We can gain confidence in our model by comparing our predictions for current customers with predictions on historical data (i.e. check that the model is calibrated) and with the _actual historical data. To do this, we compare the average churn rates:
| measurement of churn | average |
|---|---|
| current forecasts | 0.044886 |
| historical forecasts | 0.047886 |
| historical average | 0.047846 |
We see that the mean predicted churn probability is very close to, although slightly lower than, those of the historical predictions, and close to the actual mean of the dataset.
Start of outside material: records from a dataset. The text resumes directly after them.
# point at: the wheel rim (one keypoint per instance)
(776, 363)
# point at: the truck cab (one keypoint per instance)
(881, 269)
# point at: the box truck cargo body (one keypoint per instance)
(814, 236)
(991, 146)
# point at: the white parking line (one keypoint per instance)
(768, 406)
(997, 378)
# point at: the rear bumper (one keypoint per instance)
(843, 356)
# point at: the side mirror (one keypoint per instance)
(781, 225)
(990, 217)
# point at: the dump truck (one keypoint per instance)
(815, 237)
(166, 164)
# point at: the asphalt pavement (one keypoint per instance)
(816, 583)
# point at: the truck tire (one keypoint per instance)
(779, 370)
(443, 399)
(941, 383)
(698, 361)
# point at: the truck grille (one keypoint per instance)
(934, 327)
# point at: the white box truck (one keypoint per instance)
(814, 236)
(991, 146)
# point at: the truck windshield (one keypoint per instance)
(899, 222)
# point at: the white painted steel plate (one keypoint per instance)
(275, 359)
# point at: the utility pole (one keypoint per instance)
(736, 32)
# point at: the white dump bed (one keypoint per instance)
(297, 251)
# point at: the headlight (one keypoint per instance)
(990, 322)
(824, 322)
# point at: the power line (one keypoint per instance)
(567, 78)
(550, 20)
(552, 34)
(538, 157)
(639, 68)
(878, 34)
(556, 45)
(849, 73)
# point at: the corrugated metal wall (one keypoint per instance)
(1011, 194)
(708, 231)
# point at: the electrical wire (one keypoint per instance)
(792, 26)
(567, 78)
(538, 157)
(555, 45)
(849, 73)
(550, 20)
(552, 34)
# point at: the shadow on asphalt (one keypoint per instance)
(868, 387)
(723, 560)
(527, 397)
What might be responsible for this difference?
When comparing the ratio of the average metrics values for current and historical datasets, we see that the average metric values for current customers are around 5% higher than those for the historical dataset in most cases:
| metric | historical mean | current mean | current / historical |
|---|---|---|---|
| like_per_month | 102.701945 | 110.268551 | 1.073675 |
| newfriend_per_month | 7.079585 | 7.599192 | 1.073395 |
| post_per_month | 42.991330 | 46.135846 | 1.073143 |
| adview_per_month | 41.563855 | 44.131359 | 1.061773 |
| dislike_per_month | 15.801018 | 16.870076 | 1.067658 |
| unfriend_per_month | 0.307689 | 0.313352 | 1.018404 |
| message_per_month | 62.230044 | 66.495200 | 1.068539 |
| reply_per_month | 23.687189 | 25.177120 | 1.062900 |
| adview_per_post | 1.618636 | 1.637879 | 1.011889 |
| reply_per_message | 0.378669 | 0.398294 | 1.051825 |
| post_per_message | 4.225650 | 4.486532 | 1.061738 |
| unfriend_per_newfriend | 0.086465 | 0.085726 | 0.991462 |
| dislike_pcnt | 0.953466 | 0.984926 | 1.032995 |
| newfriend_pcnt_chng | 0.184072 | 0.239295 | 1.300005 |
| days_since_newfriend | 7.193891 | 7.997308 | 1.111680 |
Because most metrics have a positive impact on engagement, higher metrics in the current dataset might explain the lower churn probability forecast.
Some ways in which this project could be expanded are:
- Measure the accuracy of the forecasts using area-under-the-curve and lift.
- Create churn cohorts with demographic and firmographic categories to see which kinds of customers tend to be more engaged.